Indiana TZEINA and The Temple of Corinth

Ancient Corinth.  Just another archaeological site?  Well according to my language professor Apostolos, “Corinth?  Eh there is nothing to see really.  Just some columns and ruins.  There is not much else to do there.  No nice town.  It’s okay.”

 Sounds worthwhile huh?  But I still went this past Friday with some other kids in my program-I’ll decide for myself if Corinth is “just ruins.”  The director of the Arcadia program here in Athens, Jan, is married to the director of excavations at Corinth.  So essentially, we would be getting a backstage tour of Corinth from her husband.  Sweet!

 And man did we get a behind-the-scenes look at Corinth, or rather a behind-the ropes look.  “Ok just step over these ropes guys,” Jan’s husband, Guy, told us.  Step over the ropes?  Go into the closed off area of the ruins?  Wasn’t that breaking the rules? 

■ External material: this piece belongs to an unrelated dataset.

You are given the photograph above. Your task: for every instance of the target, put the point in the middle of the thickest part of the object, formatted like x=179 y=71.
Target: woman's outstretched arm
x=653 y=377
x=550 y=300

 Guy is British and he often used the words “brilliant” and “rubbish” in his explanations, which only further held my attention.  Not to say that he was boring at all.  He took us behind ropes, over “closed” areas, and even encouraged us to touch everything.  It was pretty much as close to being Indiana Jones as I’ll ever get-especially in this economy. We walked all over the site, even crossing some “bridges”-or pieces of plywood that looked as ancient as the ruins underneath them.  At the end Guy brought us to an area where pottery and other artifacts where being reconstructed by the archaeologists.  Thousands of pieces of pottery covered tables set up outside overlooking the entire site. 

 “Go on, pick up anything you want.  Touch it,” Guy said.

 What?  I couldn’t even believe that he brought us that close to the artifacts in the first place (I felt like just breathing near them was damaging them somehow).  Now he is encouraging us to pick them up?  One of the excavators was reconstructing a vase as Guy was speaking.  He had all of these little important looking tools near him, but the one that he was using at that moment was a toothbrush-Colgate brand to be specific.  As I watched him, he seemed to favor the toothbrush over all of the other fancy little brushes.  Talk about tartar control.  If that toothbrush can get ancient earth off pottery, it must be able to handle anything. 

 The most interesting thing that Guy said was about our potential futures in graduate research.  He is overseeing five graduate students at Corinth right now, all of whom are up for Ph.d s. 

 “You have to just throw away the books.  That is what I tell my students.”  

“I told them not to read anything that anyone else has written about Corinth.  But instead, just look at the material culture in front of you-make your own observations-and write about them.”

“As a result four of my past students have disproven previously accepted research about Corinth and five more are on their way.”

“One of them dated pottery in a new way that has made a very famous book about Corinthian pottery completely irrelevant-seeing as it is 100 years off.  This is a huge deal because it has repercussions for the rest of history.”

“This is what you guys must do.  Get rid of the texts written by old farts and draw your own conclusions.  There is nothing more satisfying or empowering than disproving some old scholar’s life work.  It is so gratifying.”

 I loved that idea, just loved it.  It makes me want to change the way we study history.  And as an education major concentrating in social studies, I found his lesson especially relevant. 

 After the site, Melissa (one of my roomies) and I got coffee in the little village nearby.  After we ordered the waiter told us that we spoke excellent Greek.  Well hot damn!  That’s a first.  It felt great to be complemented on something that I have been working soooooo much on.  Just the pronunciation alone is difficult.  And after being corrected so many times over and laughed at by Greeks-I would say on a daily basis- when I speak Greek, I only appreciated the complement more.  But no need to worry about my ego getting too big- a bouncer corrected me on my Greek last night (since when do they even talk?).

 So I guess, for me at least, Corinth was a little bit more than “just ruins.”  In fact, it was full of modern ideas, all of which were uttered by Guy.  And I got a little bit more out of the trip than pictures and facts.  I got an epiphany about history and a complement on my Greek! –It’s all Greek to me.